But my point is, I want people to recognize that those occurrences aren't normal and all of the other similar ones that we know of that weren't listed. Those are not healthy ways of living for a growing being-- don't forget we all are growing beings regardless of age.
Our first step is realizing, our second step is wanting change, our third step is not repeating the mistakes. I'm sharing my experience because I know a lot of people can relate, and are quietly relating. Meaning, they are struggling in silence like I was. Thankfully, my situation never led me to any extreme thoughts such as suicide, the most I ever considered was running away but I knew I wouldn't make it far before they found me, so I just didn't. But we must realize, unfortunately, some do lead to extremes and then it's always too late.

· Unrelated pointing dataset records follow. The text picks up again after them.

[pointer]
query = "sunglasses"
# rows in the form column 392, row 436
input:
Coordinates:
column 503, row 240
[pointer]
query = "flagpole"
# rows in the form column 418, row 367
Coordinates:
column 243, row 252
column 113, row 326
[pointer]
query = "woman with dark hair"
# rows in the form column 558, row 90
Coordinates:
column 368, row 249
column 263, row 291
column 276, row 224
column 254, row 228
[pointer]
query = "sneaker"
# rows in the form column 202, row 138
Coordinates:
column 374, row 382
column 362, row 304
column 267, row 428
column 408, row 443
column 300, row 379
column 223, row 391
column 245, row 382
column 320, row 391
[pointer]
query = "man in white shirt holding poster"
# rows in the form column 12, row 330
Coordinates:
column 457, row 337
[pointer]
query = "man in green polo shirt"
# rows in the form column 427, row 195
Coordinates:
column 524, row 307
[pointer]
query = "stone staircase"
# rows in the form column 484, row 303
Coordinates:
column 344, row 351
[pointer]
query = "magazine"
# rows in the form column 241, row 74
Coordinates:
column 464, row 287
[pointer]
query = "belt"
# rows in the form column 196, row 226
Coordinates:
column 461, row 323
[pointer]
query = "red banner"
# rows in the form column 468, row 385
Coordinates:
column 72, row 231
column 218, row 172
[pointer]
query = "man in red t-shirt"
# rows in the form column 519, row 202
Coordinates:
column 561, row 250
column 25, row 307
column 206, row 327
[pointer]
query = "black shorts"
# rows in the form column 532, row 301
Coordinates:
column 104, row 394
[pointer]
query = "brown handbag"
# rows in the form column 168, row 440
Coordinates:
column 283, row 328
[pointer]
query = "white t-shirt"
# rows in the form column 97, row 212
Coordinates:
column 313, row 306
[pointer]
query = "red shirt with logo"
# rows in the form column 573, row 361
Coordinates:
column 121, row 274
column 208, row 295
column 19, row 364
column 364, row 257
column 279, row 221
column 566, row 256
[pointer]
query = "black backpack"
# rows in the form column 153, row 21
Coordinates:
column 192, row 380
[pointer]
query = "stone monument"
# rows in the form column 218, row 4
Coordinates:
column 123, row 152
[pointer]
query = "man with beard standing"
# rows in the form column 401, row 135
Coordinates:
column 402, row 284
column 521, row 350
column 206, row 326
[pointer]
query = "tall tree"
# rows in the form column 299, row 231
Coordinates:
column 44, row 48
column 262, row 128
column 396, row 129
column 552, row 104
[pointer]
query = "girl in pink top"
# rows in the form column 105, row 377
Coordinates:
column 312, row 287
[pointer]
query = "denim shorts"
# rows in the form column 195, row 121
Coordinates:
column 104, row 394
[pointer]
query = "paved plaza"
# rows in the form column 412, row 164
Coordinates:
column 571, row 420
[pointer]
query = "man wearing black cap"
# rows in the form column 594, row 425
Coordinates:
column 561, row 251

Mental Health is nothing less of taking care of your mental space. Making sure good things are going on up top. Realizing life brings a range of emotions and circumstances, so it's making sure you know how to control your thoughts and understand your life can work out in your favor when you began to allow it to. I think my number one tip is learn how to cope. If you can't completely fix it or get rid of it, then learn how to cope with it. I took the steps to begin healing myself and I want to help others do the same. Since life is short, we need to take control of it and make it meaningful.
In addition to not being a legit blog writer, I'm not at all an expert on this topic, I'm just speaking from the heart trying to reach someone else's.